I've been avoiding this post for awhile now. It would certainly be easier to skip over it. But easier doesn't always mean good, or better. These people, this chapter in our lives, deserves to be recognized and remembered. Even if the words will never be enough.
When we moved to Palo Alto, I was miserable. Not a first, but it didn't take long. I felt blindsided by Stephen's new residency schedule: 80, 100, 120 hour weeks. We had no family, no friends, no acquaintances or even connections. Uriah, who has always been a bit challenging for me, was rocked by the change. He left me depleted. Stephen and I were exhausted and had nothing left at the end of the day to give to each other. I nursed Ezra all through the night, Googling "postpartum depression" on my phone. There were good days, absolutely, but mostly, it felt like we were walking along the valley floor and for months I searched for the path up to the mountain peak.
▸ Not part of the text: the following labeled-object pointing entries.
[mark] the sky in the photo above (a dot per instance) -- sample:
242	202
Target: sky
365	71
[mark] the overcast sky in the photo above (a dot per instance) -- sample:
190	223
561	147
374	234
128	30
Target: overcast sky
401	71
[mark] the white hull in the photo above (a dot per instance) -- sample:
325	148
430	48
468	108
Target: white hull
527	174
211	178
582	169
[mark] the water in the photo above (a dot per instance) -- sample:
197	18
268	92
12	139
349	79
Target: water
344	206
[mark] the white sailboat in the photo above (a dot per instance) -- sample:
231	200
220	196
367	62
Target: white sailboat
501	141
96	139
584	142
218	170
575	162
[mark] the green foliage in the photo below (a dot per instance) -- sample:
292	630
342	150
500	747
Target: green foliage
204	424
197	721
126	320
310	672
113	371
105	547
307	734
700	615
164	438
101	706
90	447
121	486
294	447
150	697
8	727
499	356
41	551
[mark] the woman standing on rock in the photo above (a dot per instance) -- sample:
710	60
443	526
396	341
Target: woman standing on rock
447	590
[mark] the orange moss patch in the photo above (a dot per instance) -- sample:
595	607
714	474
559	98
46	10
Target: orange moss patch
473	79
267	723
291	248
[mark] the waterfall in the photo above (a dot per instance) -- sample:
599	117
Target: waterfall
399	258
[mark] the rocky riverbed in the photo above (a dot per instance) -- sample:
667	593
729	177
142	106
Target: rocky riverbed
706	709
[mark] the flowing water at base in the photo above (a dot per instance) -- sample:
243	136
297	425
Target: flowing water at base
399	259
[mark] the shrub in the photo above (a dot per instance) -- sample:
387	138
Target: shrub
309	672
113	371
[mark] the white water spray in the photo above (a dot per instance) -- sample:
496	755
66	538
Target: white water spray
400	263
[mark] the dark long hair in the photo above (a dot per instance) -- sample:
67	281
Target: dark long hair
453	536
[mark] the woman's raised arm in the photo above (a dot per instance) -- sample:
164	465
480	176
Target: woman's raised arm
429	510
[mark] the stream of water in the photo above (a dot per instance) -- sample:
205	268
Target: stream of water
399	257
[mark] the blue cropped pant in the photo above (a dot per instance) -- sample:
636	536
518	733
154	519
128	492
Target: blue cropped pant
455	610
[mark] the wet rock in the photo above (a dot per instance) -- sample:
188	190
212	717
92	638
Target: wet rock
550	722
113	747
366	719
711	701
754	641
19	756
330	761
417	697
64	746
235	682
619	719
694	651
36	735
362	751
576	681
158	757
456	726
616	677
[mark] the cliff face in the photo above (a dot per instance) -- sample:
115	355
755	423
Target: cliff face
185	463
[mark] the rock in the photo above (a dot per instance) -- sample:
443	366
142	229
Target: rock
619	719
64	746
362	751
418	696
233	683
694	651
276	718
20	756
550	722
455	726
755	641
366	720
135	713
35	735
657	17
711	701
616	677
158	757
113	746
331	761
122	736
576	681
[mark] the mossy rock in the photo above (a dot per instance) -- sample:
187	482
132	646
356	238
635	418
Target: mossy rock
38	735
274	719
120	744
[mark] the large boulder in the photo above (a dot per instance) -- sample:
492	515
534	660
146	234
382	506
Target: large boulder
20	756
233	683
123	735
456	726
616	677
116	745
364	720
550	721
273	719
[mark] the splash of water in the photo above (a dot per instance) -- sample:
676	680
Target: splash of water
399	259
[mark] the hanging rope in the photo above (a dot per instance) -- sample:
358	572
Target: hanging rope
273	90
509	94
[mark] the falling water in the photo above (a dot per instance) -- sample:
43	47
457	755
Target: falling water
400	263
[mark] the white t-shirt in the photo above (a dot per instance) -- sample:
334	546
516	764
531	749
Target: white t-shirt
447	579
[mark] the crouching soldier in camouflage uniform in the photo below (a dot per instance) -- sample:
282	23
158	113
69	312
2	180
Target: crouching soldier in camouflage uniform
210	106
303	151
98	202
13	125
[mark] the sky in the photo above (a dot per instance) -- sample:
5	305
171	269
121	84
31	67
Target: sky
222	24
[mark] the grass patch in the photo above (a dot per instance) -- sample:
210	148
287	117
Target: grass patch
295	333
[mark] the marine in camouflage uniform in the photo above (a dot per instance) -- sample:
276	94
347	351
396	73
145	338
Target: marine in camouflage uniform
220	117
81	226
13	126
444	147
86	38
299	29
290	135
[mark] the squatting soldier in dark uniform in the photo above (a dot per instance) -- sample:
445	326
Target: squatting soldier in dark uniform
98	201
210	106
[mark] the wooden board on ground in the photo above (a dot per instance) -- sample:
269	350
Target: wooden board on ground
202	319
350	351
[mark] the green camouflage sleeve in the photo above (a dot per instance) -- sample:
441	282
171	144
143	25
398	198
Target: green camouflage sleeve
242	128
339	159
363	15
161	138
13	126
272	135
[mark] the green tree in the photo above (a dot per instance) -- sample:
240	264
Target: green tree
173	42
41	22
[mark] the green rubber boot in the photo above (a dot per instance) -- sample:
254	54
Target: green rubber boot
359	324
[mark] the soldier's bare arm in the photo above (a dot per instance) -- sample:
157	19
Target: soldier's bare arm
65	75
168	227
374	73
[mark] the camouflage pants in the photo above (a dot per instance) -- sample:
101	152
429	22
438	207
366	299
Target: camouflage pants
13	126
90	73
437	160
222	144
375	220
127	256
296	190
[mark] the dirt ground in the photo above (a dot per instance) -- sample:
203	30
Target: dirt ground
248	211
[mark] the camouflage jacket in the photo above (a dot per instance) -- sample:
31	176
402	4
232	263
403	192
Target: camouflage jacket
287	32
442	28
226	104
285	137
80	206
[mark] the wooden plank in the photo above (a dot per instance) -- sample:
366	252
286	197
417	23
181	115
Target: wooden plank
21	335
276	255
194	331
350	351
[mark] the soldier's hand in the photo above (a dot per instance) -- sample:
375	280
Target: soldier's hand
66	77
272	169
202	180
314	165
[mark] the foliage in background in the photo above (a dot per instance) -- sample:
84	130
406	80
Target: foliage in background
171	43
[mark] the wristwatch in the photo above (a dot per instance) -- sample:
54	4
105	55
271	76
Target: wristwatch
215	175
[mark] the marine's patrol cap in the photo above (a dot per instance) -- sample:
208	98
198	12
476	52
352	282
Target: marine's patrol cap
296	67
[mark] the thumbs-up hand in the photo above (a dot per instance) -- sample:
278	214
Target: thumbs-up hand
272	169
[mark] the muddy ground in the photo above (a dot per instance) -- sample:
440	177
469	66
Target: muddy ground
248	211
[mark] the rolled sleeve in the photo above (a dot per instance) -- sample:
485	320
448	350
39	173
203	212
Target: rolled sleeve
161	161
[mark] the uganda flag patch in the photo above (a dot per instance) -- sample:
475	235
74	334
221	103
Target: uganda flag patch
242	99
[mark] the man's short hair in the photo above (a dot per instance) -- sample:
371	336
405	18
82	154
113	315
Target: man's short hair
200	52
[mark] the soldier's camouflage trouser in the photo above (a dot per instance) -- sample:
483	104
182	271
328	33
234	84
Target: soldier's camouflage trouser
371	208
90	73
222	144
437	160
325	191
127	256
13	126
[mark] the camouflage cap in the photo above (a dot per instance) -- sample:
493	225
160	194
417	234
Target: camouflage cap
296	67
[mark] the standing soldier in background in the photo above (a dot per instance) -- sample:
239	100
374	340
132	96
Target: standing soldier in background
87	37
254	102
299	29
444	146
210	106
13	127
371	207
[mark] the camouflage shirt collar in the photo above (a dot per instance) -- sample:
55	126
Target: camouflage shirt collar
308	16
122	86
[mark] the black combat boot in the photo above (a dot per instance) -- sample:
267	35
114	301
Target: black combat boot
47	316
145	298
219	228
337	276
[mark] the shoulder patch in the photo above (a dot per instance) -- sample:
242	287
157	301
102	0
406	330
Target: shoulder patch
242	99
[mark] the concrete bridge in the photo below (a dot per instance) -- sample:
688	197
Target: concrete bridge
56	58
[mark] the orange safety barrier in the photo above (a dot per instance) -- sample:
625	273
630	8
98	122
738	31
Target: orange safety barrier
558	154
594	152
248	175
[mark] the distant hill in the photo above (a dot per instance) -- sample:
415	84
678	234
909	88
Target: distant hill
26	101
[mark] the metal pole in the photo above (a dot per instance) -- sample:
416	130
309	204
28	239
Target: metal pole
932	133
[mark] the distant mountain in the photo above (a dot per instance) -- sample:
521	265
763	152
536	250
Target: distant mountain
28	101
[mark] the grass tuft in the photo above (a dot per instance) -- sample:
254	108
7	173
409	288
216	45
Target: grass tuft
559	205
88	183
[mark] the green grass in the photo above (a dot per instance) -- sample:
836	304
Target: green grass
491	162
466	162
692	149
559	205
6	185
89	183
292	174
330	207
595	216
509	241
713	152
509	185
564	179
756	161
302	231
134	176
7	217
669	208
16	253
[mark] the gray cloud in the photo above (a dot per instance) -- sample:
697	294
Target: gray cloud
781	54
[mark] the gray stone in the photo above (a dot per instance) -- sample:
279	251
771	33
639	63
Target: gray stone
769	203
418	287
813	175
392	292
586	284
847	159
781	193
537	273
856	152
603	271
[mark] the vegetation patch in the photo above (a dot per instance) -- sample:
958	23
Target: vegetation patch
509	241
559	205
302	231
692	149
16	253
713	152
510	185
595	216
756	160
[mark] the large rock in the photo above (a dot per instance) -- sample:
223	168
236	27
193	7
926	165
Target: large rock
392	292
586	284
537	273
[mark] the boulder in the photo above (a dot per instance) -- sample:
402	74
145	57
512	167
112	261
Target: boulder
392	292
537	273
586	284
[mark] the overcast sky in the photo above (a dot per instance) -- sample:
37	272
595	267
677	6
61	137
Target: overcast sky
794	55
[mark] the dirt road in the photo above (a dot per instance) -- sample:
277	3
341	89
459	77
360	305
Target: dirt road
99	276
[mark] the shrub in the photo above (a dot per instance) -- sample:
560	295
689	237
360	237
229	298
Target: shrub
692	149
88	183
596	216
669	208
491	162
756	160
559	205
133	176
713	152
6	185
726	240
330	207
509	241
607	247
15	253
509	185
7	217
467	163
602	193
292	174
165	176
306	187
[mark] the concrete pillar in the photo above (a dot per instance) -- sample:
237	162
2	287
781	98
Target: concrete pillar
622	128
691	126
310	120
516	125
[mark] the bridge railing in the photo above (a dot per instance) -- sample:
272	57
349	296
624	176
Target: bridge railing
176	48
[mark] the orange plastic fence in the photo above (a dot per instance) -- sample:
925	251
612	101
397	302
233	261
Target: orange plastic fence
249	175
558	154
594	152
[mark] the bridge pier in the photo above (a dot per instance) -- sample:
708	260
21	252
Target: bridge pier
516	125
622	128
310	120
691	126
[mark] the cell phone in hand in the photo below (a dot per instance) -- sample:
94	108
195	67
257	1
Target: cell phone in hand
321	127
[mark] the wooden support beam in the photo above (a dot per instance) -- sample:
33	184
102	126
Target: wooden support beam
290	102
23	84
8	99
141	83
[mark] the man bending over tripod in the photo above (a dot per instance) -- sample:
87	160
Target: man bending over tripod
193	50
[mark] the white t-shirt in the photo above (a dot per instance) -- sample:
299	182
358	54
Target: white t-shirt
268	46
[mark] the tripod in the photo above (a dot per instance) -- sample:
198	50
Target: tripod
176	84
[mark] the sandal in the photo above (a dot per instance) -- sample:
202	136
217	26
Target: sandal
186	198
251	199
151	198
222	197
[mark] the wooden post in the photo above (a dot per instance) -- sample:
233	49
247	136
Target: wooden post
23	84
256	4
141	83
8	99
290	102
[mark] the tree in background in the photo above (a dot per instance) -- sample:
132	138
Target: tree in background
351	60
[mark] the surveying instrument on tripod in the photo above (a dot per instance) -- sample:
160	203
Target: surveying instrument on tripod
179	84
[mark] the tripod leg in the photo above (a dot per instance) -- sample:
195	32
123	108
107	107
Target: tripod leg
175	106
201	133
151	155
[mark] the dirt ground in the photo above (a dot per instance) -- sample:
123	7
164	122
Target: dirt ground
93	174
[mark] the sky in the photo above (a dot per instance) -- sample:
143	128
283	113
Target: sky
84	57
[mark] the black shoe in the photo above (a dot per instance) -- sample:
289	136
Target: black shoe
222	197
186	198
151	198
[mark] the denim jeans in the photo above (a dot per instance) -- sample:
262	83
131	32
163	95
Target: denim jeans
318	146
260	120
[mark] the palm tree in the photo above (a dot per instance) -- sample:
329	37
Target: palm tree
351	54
Eventually, we found it. (And by "eventually" I mean almost a year later) I can see now that God was at work during that time. At work in me, our marriage, our family... He was also at work in our community, preparing it for us. And at just the right time, His time, we made friends. And at some point, it's hard to say when, those friends became our family. That's what happens in the Bay Area. For the most part, everyone is a transplant: they're not from there, they're put there. And just like us, they have no family and no friends. You have each other. The reliance forms quickly, out of necessity, yes, but for us, it was also organic. It started with our kids, then with us and after some time, our husbands. How rare, and how wonderful!
I have never, amongst friends, felt more seen, more loved, more accepted or more understood. These women inspired me to be a more loving wife, a more intentional mother and a more devoted daughter of Christ.
Our last two years in Palo Alto were unlike anything I had experienced before, or will experience again. I don't think I knew just how unique it was until we moved and I realized how impossible it would be to recreate. All of our friends were truly people I enjoyed, loved and could learn from. They all attended our church and shared our love of Jesus. They all had three kids, they all had oldest boys and just one girl. They all home-schooled. They all had hard-working husbands with time consuming careers. They all lived close by. There was so much overlap! Oh and it was such a joy to share it all!
They were there for the celebrations and joys, truly living out the word to rejoice while others rejoice. They were there when Stephen worked late, worked weekends and worked from Africa! They were there through the pitfalls and hard times, pregnancy and loneliness. Maybe most importantly, they were there for my kids. They played, read, fed, parented and genuinely loved my kids according to their love languages. That alone I will treasure them for.
I hate to think that I was not the friend to them, that they were to me. I was in such a time of need and grace, I think I too often forgot to give. Despite my selfishness, I hope they know how much their friendship meant to me then, and still means to me now. They are the reason this goodbye was so hard. They are the reason I drove the road to Sacramento with blurry eyes and tear stained cheeks. They are the reason I will look back on our residency chapter with both fondness and sadness. I will miss them and I will miss what we created. Our little Stanford family.
On Stephen's last weekend off before starting nights and moving, they threw us a going away party at our favorite Stanford fountain, allowing Stephen to check off his final bucket list item: beer pong! It was an afternoon full of treats, games, babies, laughter and talking. We are so grateful that our friends made this happen for us! We sure felt the love!
We weren't the only ones moving - our dear friends headed off to Texas the week before we left for Sacramento. Our final goodbyes were at the sandpit with a picnic dinner - a pretty common activity for this crew! The Yarboroughs were our first friends in Palo Alto and I'll never get over our similarities: boys, born five days apart, beautiful blonde girls and another set of boys, born six days apart! Of all their friends, my kids ask about Haven most of all! Gosh, we love that family!
I had to pack up our house by myself, during the night while Stephen was at work and our kids were sleeping. It was no easy task! I absolutely could not have done it without the help of our friends. Ally took my bigs for an entire day so I could pack while Stephen slept during the day (without kid's screams and cries interrupting his sleep!) When friends come alongside you to love your kids as their own... there is nothing more sweet or more treasured.
More sweet friends, final adventures and final goodbyes...
And then it was time... And for this family, an expansion of our own family, there really are no words.
And now, here we are! Not as miserable as I was as we faced our last move, but I have no doubt that is greatly in part due to the support I have from our friends in Palo Alto. We were loved then and their love has traveled with us here.